The differences between the two projects are only partly in scale, however. What ExxonMobil is proposing now involves a smaller project that is designed to produce 10,000 barrels per day but to be expanded if the gas recycling works perhaps even to 70,000 barrels/day as envisioned in 2000. The project is also designed to be efficiently converted to a conventional gas production project if recycling doesn't work, so the investment won't be lost.
There has also been progress made with drilling and compression technologies needed for high-pressure fields. ExxonMobil is much more confident now that it can deal with these than it was in 2004, Haymes said.
Irwin concludes his decision by arguing the public interest is best served by rejecting the gas recycling project, terminating the Point Thomson Unit and taking the leases back.
However, the commissioner does not explain how delays involved in taking the leases back, dealing with the litigation involved, and releasing the acreage to other companies and possible added delays caused by further litigation, better serves the public interest than allowing the companies to go forward with the plan they have proposed.

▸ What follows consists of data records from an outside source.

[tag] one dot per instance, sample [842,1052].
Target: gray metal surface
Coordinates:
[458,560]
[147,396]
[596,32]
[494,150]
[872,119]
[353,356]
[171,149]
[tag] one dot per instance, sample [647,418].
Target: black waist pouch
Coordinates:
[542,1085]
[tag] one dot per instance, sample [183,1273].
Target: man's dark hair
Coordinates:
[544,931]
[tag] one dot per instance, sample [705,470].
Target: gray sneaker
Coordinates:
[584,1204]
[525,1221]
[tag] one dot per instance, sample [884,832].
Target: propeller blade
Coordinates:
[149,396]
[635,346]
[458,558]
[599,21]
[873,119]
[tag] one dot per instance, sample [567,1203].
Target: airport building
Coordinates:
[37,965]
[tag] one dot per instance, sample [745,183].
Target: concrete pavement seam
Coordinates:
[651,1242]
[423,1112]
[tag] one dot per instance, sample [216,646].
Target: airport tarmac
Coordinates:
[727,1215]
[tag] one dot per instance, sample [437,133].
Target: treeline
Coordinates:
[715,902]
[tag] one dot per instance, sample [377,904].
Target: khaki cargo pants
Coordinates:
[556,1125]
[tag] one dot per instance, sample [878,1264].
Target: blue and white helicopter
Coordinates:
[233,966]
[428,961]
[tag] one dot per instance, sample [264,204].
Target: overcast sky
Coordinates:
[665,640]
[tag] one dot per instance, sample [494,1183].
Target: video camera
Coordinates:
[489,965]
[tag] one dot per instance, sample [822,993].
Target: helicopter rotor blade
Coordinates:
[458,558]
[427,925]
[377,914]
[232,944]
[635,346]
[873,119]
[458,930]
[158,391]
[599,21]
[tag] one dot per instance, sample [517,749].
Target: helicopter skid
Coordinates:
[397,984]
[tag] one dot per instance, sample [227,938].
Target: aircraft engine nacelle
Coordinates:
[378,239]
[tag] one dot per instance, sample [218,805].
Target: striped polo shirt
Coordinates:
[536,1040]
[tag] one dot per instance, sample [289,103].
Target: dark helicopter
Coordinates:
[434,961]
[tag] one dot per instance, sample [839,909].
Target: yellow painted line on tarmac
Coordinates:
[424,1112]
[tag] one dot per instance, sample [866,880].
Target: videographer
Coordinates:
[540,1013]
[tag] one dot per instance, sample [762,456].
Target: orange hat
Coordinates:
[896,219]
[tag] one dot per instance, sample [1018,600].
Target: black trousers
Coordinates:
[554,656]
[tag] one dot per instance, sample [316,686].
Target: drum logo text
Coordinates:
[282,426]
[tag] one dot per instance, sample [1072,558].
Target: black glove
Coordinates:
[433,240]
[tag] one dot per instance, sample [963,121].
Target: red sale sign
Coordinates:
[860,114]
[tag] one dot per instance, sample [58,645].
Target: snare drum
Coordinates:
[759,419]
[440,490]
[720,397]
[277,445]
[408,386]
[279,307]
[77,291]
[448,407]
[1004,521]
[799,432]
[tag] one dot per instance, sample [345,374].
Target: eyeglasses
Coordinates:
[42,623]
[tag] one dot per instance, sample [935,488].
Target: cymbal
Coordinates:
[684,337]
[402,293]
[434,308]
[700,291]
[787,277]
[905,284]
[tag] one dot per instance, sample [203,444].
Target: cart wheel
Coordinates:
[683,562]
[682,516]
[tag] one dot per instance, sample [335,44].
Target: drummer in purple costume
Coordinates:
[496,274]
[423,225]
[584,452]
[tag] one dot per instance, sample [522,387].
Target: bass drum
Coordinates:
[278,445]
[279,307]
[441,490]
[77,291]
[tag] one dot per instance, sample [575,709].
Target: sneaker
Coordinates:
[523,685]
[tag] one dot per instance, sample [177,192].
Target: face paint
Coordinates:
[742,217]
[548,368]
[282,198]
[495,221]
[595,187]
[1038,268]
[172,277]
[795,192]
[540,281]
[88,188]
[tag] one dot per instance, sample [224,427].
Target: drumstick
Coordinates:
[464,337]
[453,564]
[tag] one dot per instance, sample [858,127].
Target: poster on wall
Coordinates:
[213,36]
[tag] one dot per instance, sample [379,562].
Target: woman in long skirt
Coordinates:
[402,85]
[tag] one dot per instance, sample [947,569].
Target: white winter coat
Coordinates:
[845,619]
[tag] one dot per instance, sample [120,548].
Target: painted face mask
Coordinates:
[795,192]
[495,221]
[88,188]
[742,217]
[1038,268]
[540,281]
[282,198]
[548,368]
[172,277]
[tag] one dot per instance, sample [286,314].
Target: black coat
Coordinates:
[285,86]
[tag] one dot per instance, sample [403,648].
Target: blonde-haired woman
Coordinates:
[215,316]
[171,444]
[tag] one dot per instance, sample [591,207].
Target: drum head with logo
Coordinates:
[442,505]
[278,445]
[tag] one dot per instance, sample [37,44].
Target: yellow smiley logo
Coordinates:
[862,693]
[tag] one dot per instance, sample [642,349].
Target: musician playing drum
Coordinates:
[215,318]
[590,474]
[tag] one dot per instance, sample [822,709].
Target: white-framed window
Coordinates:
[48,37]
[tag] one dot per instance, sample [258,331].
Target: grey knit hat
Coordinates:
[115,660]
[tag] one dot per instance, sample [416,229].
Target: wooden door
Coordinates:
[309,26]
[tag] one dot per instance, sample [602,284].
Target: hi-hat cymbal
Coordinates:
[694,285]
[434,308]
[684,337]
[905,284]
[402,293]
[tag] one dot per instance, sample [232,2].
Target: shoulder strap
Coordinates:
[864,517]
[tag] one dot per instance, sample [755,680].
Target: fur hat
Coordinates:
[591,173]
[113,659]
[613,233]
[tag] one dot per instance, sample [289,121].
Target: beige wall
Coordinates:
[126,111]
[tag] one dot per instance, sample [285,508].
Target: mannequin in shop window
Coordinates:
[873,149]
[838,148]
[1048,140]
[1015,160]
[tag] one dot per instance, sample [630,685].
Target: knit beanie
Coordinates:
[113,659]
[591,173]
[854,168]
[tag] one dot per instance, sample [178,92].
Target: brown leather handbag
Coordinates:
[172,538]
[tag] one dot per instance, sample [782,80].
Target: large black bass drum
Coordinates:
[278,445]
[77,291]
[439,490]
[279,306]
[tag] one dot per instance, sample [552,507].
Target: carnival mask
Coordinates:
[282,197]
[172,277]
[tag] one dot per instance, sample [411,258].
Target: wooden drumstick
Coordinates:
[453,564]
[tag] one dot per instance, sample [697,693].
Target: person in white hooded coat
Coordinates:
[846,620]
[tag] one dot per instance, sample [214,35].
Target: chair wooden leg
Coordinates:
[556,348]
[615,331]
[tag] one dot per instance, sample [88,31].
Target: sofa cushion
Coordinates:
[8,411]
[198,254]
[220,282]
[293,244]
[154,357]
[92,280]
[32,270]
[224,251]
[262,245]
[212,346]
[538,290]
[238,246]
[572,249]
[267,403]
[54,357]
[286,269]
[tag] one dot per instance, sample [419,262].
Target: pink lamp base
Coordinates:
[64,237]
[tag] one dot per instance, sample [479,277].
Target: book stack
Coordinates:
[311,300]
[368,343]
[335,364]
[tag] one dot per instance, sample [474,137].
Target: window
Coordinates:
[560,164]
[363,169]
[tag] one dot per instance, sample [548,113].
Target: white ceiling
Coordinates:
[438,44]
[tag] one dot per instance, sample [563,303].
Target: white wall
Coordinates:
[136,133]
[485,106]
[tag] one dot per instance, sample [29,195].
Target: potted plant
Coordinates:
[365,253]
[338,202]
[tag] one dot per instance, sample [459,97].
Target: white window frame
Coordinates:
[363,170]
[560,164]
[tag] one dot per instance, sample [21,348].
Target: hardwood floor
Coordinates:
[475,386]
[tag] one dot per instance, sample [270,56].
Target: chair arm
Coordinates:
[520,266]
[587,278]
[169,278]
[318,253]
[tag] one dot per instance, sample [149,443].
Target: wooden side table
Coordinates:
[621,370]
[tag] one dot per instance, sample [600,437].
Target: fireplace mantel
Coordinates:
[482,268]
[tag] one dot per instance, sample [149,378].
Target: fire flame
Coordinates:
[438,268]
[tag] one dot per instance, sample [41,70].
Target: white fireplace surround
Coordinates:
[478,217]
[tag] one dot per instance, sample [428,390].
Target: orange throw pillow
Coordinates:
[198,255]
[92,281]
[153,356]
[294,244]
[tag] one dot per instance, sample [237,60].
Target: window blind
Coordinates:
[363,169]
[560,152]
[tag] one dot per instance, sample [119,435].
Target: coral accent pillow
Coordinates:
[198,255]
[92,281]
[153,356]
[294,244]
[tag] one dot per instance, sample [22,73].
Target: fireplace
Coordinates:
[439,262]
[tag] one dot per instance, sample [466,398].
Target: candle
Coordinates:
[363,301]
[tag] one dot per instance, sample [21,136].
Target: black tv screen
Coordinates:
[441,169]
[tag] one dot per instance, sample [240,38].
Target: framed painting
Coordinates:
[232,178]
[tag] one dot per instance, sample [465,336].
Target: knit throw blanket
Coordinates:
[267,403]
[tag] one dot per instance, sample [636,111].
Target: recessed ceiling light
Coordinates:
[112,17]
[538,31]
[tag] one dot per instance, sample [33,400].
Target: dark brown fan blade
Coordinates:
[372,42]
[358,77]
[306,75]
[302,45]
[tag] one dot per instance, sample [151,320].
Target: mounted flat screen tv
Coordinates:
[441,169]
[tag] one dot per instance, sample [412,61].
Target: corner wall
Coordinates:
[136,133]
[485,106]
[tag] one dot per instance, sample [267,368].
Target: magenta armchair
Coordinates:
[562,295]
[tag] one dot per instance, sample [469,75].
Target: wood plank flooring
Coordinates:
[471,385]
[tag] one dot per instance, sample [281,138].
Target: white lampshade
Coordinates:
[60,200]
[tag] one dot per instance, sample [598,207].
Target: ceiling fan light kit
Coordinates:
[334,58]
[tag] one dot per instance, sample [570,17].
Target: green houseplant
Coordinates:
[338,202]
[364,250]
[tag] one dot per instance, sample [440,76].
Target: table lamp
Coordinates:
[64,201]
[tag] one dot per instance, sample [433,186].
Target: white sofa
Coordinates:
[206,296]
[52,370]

Irwin acknowledges, on page 40 of his decision that, “delayed production is potentially a significant cost to the state.”
There are other consequences the commissioner doesn't consider if the delays also impair an open season for a gas pipeline planned in 2009 under a proposal by TransCanada Corp. or 2010 by BP and ConocoPhillips with their Denali pipeline project. Point Thomson's estimated 9 trillion cubic feet of gas are a significant part of the 35 trillion cubic feet of gas needed for the pipeline, and as long as the ownership of Point Thomson is in doubt that gas cannot be committed to a pipeline.